Corn futures in Chicago may rise above a 10-year high and soybeans may extend a rally as demand increases for alternative fuels made from crops according to Bloomberg news agency.
Twenty of 26 traders, farm advisers and grain merchants surveyed Dec. 29 by
Bloomberg said to buy both commodities. Corn advanced 1.6% last week, the third
straight gain, and jumped a record 81% in 2006. Soybeans climbed 3.4%, ending
the year up almost 14%.
Rising demand for alternative fuels is eroding
supplies of crops normally used for animal feed or food processing. US
production capacity for corn-based ethanol, already at a record, may double in
the next two years, and the government said last month demand for biodiesel made
from soybean oil may rise 17% in 2007.
US demand for corn used to make
ethanol, a gasoline additive, will rise 34% to a record 2.15 billion bushels in
the marketing year that began Sept. 1, the US Department of Agriculture said
Dec. 11. Corn is the nation’s biggest crop and is also used to make livestock
feed and sweeteners.
The 110 factories now producing ethanol in the US
have boosted their annual capacity by 12% in the past six months, to 5.3 billion
gallons, according to the Renewable Fuels Association in Washington. An
additional 6 billion gallons of capacity will be added in the next two years as
79 new plants or expansions are completed, the association
said.
Soybean prices
The March soybean contract rose 23 cents
to $6.9725 a bushel last week, the third consecutive weekly gain.
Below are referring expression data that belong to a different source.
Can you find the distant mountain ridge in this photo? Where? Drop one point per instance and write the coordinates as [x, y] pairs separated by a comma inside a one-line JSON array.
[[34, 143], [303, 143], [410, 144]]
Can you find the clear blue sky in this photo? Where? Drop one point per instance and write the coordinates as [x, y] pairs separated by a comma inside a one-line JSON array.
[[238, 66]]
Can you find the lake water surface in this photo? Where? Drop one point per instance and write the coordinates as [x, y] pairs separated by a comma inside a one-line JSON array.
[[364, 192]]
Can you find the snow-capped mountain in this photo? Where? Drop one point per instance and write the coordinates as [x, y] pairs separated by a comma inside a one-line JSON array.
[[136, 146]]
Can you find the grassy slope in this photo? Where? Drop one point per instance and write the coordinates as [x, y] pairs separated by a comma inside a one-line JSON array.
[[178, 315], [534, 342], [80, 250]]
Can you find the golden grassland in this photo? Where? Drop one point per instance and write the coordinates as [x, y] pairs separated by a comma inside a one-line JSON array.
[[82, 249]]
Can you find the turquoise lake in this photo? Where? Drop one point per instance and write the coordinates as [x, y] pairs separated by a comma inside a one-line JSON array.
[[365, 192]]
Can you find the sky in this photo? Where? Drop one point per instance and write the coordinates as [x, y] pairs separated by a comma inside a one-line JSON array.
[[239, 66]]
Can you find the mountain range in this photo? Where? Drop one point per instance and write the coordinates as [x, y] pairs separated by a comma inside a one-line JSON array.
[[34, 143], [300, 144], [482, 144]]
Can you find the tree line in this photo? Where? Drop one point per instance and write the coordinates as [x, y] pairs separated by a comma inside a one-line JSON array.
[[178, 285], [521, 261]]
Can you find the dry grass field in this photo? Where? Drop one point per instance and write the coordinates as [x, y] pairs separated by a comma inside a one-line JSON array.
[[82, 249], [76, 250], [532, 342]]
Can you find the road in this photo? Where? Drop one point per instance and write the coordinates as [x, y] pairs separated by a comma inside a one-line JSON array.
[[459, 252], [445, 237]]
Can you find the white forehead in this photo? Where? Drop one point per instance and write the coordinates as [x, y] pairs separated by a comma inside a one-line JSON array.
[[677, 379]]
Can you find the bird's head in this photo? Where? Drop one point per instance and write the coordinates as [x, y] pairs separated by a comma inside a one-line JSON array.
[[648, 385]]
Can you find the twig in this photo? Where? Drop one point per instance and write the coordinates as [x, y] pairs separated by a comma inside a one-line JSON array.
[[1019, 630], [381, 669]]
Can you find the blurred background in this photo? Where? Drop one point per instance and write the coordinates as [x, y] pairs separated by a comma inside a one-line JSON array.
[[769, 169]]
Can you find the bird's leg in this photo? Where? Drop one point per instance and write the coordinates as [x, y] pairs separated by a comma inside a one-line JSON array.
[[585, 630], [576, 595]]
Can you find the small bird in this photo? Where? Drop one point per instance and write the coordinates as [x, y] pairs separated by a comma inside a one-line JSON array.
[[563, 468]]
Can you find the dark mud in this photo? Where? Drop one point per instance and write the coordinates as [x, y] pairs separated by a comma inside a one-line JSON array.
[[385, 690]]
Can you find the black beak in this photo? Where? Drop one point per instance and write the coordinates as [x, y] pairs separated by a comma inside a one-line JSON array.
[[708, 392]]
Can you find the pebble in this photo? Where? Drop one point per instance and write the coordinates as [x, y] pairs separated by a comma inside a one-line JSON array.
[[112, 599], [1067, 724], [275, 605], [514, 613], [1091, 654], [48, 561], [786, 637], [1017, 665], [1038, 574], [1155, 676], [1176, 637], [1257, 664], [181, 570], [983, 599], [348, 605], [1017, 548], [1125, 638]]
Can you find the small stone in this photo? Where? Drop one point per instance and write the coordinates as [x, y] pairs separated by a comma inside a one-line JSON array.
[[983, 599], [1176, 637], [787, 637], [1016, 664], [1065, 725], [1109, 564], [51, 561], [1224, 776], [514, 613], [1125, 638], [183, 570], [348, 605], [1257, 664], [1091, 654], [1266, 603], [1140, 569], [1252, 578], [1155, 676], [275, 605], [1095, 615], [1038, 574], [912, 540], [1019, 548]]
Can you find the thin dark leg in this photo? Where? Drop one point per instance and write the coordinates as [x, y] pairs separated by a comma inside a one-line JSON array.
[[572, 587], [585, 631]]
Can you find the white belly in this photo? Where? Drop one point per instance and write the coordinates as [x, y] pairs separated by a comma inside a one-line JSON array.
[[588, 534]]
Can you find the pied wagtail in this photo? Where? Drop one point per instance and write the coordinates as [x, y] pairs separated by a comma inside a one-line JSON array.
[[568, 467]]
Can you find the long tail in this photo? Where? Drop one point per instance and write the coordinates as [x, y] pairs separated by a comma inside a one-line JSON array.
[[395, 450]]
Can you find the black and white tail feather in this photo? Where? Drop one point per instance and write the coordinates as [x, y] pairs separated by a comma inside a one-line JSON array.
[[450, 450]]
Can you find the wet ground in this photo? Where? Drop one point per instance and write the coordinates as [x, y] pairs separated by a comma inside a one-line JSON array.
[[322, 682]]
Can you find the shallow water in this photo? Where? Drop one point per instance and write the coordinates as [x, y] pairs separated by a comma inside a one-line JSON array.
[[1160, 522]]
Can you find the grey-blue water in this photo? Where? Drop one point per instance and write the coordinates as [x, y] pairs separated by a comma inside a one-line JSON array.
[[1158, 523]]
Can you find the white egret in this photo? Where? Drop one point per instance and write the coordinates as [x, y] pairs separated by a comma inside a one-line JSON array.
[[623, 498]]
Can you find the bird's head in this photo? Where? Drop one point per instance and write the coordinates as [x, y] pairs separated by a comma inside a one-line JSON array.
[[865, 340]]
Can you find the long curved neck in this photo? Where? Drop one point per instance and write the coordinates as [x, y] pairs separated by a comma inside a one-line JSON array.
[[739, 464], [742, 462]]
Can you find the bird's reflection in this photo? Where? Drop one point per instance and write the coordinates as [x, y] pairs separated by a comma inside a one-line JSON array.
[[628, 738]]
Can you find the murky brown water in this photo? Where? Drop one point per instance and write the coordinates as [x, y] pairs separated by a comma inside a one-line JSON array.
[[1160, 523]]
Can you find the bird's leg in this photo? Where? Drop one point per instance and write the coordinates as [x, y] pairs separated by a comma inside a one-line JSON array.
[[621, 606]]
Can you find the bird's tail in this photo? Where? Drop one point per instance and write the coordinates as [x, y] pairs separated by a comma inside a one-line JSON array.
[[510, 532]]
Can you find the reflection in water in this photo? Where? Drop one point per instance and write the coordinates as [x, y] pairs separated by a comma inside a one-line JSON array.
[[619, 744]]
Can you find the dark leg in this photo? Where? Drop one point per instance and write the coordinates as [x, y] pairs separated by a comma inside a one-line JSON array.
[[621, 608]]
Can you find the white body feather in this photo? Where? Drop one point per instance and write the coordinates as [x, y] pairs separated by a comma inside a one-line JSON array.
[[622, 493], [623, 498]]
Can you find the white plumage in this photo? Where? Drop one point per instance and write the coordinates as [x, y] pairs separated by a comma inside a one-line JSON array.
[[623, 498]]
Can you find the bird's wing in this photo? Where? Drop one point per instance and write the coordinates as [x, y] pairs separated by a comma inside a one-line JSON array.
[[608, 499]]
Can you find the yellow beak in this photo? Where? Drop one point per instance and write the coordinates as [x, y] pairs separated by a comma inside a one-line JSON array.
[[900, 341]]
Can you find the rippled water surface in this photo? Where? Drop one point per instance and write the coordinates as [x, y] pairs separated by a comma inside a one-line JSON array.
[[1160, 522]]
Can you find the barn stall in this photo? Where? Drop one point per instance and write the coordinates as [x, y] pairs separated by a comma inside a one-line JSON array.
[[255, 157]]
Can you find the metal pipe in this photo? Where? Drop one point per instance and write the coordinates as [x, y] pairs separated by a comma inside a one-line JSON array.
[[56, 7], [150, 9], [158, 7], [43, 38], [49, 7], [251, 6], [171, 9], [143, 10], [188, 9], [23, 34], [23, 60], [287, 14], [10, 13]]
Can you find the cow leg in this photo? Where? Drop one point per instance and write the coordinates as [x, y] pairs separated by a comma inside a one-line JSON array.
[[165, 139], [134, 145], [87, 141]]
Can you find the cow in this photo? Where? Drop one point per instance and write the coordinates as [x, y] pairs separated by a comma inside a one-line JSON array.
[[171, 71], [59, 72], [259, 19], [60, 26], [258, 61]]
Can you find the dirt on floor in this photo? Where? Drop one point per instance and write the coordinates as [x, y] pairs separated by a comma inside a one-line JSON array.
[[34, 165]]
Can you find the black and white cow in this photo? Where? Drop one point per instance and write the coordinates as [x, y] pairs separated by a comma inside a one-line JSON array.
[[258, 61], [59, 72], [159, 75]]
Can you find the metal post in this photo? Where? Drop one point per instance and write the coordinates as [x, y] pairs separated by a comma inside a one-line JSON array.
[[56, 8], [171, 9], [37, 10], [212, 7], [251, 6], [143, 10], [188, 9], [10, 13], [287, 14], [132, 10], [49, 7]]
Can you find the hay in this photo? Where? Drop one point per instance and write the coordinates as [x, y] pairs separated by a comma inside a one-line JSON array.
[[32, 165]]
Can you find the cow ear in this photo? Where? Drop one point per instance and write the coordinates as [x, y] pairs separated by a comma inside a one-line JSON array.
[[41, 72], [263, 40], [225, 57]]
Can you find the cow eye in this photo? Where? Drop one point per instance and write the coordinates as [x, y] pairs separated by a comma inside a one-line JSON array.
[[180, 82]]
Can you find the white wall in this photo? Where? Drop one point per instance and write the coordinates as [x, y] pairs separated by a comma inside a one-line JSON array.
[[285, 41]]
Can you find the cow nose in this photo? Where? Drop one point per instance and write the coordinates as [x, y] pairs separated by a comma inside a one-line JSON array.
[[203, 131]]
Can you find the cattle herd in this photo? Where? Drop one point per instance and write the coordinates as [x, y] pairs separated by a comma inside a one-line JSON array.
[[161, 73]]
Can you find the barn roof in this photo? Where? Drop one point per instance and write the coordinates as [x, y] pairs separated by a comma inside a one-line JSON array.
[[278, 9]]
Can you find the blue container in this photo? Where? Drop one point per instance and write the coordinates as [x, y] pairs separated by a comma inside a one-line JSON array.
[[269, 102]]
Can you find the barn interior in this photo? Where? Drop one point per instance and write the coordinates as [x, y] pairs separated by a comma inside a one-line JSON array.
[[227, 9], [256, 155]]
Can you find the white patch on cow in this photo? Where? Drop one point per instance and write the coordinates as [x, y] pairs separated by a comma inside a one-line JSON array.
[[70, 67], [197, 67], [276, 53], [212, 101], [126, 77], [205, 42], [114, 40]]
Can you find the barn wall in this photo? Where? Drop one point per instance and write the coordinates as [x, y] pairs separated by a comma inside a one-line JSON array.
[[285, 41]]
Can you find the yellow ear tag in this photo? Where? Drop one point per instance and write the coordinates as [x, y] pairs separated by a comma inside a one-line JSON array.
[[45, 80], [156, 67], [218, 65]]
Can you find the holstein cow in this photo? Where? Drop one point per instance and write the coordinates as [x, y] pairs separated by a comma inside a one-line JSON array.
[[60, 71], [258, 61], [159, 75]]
Prices reached
a 17-month high on Dec. 29 and have jumped 28% in the past three months, the
most over a three-month period since October 2003.
High diesel-fuel
prices also are spurring global demand for alternative energy made from
vegetable oils such as soybeans, forcing processors such as Archer Daniels
Midland and Bunge to deplete record global inventories to the lowest in more
than 30 years.
There are 88 plants in the US that produced an estimated
250 million gallons of biodiesel in 2006, triple last year’s production of 75
million gallons, according to the National Biodiesel Board in Jefferson City,
Missouri.
Global use of vegetable oils in fuel will rise 17% in 2007 to
21.6 million tons from 2006 and more than double the 8.7 million tons used six
years ago, the USDA predicts. That’s almost equal to the entire food consumption
of vegetable oil in China, the biggest consumer.
Declining
inventories
Global inventories of vegetable oils may fall to the lowest
since 1974 as tax incentives encourage more production of biodiesel made from
rapeseed in the European Union and soybeans in the US, said John Baize,
president of John C. Baize and Associates in Falls Church,
Virginia.
“Global vegetable-oil prices could go through the roof in the
next 12 months,” Baize said. “If all the planned biodiesel plants were to come
on line in the next two years, it would consume 45 percent of the exports from
the top five vegetable oil exporters and leave little left over for
food.”
Corn and soybeans also may get a boost from increased investment
demand in commodities, many of which have outperformed stocks and bonds.